Hamm’s insistence on all participants in futures contracts needing to deliver or take delivery of oil is more problematic than just creating inefficiencies, forcing the hand of these participants to act against their interests, and even causing a panic in the spot market when they can’t handle this.
Companies have always been able to enter into private contracts involving the future delivery of oil and other commodities, or anything else for that matter, yet they trade widely on the futures market anyway. This is because there are additional benefits to them, just like there are with people who own private stock which is illiquid, versus stock on public exchanges, which is far more liquid.
You can still buy and sell privately held stock, but it is far more difficult and far less efficient. You need to find someone to sell your stock to, which your best efforts may not even be enough to produce a satisfactory result or even do this at all, and there’s also the lack of price discovery, where someone may have paid you more but you don’t know because they are not participating in the price discovery, what people would pay if given the chance,
Exchanges, like the stock exchanges and the futures exchanges, bring buyers and sellers together. It just doesn’t bring producers and consumers of oil together, it brings everyone interested in oil together, and the additional participants that the futures market brings in, the ones that Hamm wants excluded, are what exchanges add to the mix and what distinguishes this completely from private deals which companies are still free to engage in to their heart’s content.
This is all well known by those who have a basic understanding of futures, but many do not. In the CNBC interview, when presented with the obvious issue of excluding the people from futures trading, Hamm responded that hedging and speculating are somehow different, and preferable, even though this left the lack of liquidity problem unaddressed.
Seeking to hedge and seeking to make a profit are certainly different, but it’s all speculation really, it is all wagering upon the future price of something, even though the risk for the hedgers is not doing it and the risk with speculators is if things don’t go their way and they lose money.
Hedging is plenty important to these companies, but the added liquidity of having people involved in these markets that have no desire or intention to ever touch a drop of oil helps companies hedge better, and this is very clear and cannot even be intelligently disputed. We also need to remember the purpose of exchanges, which is not directed at helping certain companies, but only to allow those with an interest in a market to freely participate, to bring the trading to the public, to allow these other parties into the game.

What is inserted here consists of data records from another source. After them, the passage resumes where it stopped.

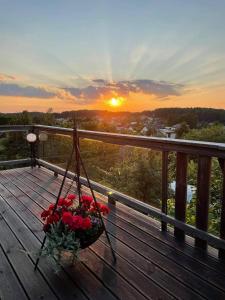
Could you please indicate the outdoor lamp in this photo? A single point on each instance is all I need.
(31, 138)
(43, 137)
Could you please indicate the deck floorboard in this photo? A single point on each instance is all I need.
(150, 265)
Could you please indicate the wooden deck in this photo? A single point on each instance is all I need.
(150, 264)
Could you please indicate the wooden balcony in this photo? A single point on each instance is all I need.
(152, 262)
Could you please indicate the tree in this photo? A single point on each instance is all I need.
(210, 133)
(182, 129)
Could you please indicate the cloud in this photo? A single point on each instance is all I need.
(5, 77)
(96, 90)
(101, 88)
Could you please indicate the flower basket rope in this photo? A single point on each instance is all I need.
(85, 240)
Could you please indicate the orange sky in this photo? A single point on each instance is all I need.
(214, 97)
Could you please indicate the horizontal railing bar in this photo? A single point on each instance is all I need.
(12, 128)
(160, 144)
(16, 162)
(141, 207)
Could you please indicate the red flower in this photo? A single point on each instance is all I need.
(105, 210)
(71, 197)
(68, 202)
(77, 222)
(53, 218)
(46, 227)
(51, 206)
(87, 199)
(96, 205)
(61, 201)
(86, 224)
(45, 214)
(67, 218)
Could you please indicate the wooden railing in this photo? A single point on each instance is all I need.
(203, 150)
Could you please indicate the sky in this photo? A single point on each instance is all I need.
(127, 55)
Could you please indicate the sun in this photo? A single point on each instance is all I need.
(116, 101)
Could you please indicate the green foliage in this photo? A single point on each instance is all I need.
(182, 130)
(138, 175)
(210, 133)
(59, 240)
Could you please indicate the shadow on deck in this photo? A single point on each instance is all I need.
(150, 264)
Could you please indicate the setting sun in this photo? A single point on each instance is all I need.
(116, 101)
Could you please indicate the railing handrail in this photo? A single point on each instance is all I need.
(156, 143)
(10, 128)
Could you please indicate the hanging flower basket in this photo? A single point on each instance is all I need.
(72, 226)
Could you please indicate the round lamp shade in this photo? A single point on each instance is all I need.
(43, 137)
(31, 138)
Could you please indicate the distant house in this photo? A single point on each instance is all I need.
(168, 132)
(144, 130)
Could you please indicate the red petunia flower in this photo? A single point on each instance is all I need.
(68, 202)
(71, 197)
(87, 199)
(104, 209)
(45, 214)
(61, 201)
(77, 222)
(86, 224)
(46, 227)
(96, 205)
(67, 218)
(51, 206)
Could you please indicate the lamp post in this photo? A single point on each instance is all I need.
(43, 137)
(32, 138)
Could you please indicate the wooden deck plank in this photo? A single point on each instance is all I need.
(34, 284)
(151, 226)
(148, 267)
(59, 281)
(94, 290)
(207, 273)
(159, 276)
(143, 280)
(121, 286)
(8, 279)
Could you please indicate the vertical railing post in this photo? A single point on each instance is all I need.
(181, 192)
(222, 220)
(202, 205)
(164, 187)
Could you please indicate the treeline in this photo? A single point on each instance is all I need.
(192, 116)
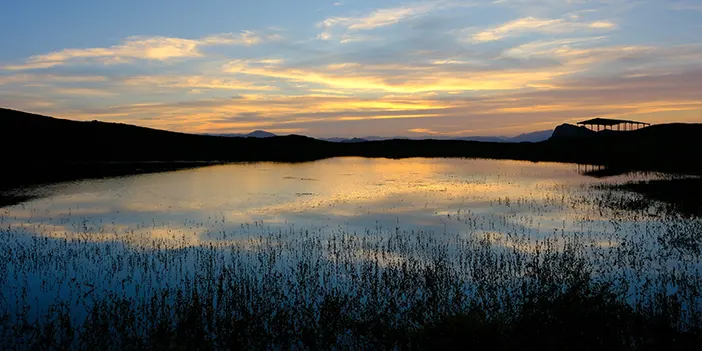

Doing this would dry up a lot of liquidity and make it a lot more difficult for companies like his to hedge, and basically turn futures trading into the world of private deals, removing not only the benefits of futures trading but the very reason why they exist.
It was the hedgers that were on the run on Monday, not the speculators, even though speculators made a lot of money on that day. The panic in this market was people scrambling to get out of physical delivery obligations, and if any fingers need to be pointed, people like Hamm need to point their fingers at themselves instead.
This is just the nature of the mechanism of free exchange, but we would be better served if we just rid ourselves of the remaining effects of the idea that we need an exchange of a physical asset to settle these financial interests. Old ideas often die hard though, as do old misconceptions.